Troubles du comportement, déficits intellectuels, problèmes de santé… : l’usage généralisé du numérique par les jeunes est lourde de conséquences. Première synthèse des études scientifiques sur le sujet, ce livre est celui d'un homme en colère. « Ce que nous faisons subir à nos enfants est inexcusable. Jamais sans doute, dans l’histoire de l’humanité, une telle expérience de décérébration n’avait été conduite à aussi grande échelle », estime Michel Desmurget. La conclusion est sans appel : attention écrans, poisons lents !

Extrait

La consommation récréative du numérique – sous toutes ses formes (smartphones, tablettes, télévision, etc.) – par les nouvelles générations est absolument astronomique. Dès 2 ans, les enfants des pays occidentaux cumulent chaque jour presque 3 heures d’écran en moyenne. Entre 8 et 12 ans, ils passent à près de 4h45. Entre 13 et 18 ans, ils effleurent les 6 h 45. Exprimé en cumul annuel, cela représente autour de 1 000 heures pour un élève de maternelle (soit davantage que le volume horaire d’une année scolaire), 1 700 heures pour un écolier de cours moyen (2 années scolaires) et 2 400 heures pour un lycéen du secondaire (2,5 années scolaires). Exprimé en fraction du temps quotidien de veille, cela donne respectivement un quart, un tiers et 40 %.
Loin de s’alarmer, nombre d’experts médiatiques semblent se féliciter de la situation. Psychiatres, médecins, pédiatres, sociologues, lobbyistes, journalistes, etc., multiplient les déclarations indulgentes pour rassurer parents et grand public.
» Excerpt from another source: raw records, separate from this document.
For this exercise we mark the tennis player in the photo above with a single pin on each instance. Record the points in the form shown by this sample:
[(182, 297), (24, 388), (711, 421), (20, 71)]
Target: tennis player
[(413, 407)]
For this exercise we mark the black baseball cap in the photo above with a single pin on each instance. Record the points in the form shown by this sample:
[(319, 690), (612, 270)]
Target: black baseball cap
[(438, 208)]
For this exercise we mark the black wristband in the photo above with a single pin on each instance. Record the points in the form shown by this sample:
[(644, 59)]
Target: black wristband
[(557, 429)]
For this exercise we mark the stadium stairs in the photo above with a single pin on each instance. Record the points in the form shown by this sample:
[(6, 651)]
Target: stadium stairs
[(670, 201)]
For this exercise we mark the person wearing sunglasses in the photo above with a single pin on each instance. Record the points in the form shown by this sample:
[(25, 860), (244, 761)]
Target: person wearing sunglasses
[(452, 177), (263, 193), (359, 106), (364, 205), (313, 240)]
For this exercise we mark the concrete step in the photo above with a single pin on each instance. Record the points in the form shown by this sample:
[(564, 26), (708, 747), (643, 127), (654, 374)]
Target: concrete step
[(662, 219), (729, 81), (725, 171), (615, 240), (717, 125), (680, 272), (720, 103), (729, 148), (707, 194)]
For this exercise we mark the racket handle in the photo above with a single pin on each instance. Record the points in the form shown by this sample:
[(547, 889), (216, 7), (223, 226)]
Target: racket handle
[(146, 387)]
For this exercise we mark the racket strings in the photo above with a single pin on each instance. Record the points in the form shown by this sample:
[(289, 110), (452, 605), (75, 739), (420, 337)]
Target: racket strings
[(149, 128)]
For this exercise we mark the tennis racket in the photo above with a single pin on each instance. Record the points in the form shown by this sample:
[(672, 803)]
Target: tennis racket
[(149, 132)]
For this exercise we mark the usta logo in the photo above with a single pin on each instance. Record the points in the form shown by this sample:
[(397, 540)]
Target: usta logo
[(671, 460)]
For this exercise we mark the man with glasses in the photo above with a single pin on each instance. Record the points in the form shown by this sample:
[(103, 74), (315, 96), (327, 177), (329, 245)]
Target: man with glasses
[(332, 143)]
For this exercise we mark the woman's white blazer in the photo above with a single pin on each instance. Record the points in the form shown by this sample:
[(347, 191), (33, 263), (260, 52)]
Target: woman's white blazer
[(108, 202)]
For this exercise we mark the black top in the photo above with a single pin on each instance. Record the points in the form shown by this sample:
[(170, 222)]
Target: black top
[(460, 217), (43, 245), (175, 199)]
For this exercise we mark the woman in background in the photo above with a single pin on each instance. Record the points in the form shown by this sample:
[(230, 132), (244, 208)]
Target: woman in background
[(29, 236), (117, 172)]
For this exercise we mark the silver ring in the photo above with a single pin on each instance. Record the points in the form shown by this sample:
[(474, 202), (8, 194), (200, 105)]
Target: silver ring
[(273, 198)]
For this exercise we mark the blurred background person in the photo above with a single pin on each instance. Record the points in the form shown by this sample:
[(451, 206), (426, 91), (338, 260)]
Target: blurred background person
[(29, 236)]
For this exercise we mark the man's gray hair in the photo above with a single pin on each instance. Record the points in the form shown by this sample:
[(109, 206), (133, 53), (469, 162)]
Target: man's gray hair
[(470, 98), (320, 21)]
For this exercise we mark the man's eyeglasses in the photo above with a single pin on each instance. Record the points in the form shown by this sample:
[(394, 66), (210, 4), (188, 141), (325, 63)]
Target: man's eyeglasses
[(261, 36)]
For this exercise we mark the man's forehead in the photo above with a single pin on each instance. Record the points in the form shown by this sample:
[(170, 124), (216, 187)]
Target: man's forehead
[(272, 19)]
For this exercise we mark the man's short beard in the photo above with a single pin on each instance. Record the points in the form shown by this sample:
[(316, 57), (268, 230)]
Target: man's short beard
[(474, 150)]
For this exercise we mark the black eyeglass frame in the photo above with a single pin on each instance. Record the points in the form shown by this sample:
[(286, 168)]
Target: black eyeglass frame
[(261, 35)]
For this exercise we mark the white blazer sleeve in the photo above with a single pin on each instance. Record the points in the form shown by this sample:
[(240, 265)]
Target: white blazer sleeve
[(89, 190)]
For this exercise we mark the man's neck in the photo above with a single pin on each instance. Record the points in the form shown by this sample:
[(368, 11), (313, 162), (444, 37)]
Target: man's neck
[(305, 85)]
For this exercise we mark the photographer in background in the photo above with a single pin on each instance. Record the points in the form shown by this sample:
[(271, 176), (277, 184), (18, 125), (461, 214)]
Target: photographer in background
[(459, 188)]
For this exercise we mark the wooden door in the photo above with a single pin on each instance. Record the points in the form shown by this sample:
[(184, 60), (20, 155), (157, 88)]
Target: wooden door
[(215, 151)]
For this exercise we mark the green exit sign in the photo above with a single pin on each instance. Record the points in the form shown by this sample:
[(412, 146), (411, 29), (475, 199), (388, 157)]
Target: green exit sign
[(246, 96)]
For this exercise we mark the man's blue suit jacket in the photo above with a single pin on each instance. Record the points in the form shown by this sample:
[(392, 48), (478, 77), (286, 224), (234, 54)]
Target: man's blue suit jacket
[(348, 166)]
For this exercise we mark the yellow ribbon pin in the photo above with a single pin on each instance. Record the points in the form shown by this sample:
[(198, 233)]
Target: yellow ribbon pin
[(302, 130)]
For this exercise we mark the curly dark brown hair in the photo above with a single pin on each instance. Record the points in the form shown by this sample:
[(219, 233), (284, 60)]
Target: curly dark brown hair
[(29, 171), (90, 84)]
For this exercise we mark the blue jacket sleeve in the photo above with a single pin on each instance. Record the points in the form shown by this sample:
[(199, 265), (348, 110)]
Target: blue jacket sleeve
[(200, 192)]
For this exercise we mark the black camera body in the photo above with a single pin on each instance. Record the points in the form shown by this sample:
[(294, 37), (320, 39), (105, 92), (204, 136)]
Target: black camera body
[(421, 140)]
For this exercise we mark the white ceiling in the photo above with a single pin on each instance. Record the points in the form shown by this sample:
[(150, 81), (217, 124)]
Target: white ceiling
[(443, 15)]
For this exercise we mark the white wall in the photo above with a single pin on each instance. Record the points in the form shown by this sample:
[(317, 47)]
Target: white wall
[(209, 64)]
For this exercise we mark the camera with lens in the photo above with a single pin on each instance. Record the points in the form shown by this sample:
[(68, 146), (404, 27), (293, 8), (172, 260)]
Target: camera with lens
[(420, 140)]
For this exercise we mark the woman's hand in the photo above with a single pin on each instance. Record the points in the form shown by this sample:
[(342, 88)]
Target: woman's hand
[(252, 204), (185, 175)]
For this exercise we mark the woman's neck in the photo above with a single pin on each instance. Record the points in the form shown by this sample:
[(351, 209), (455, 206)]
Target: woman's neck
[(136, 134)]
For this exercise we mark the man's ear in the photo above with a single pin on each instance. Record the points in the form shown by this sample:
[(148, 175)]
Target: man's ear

Nous aurions changé d’ère et le monde appartiendrait désormais aux bien nommés digital natives. Le cerveau même des membres de cette génération postnumérique se serait modifié ; pour le meilleur, évidemment. Il s’avérerait, nous dit-on, plus rapide, plus réactif, plus apte aux traitements parallèles, plus compétent à synthétiser d’immenses flux d’informations, plus adapté au travail collaboratif. Ces évolutions représenteraient, in fine, une chance extraordinaire pour l’école, un moyen unique de refonder l’enseignement, de stimuler la motivation des élèves, de féconder leur créativité, de terrasser l’échec scolaire et d’abattre le bunker des inégalités sociales.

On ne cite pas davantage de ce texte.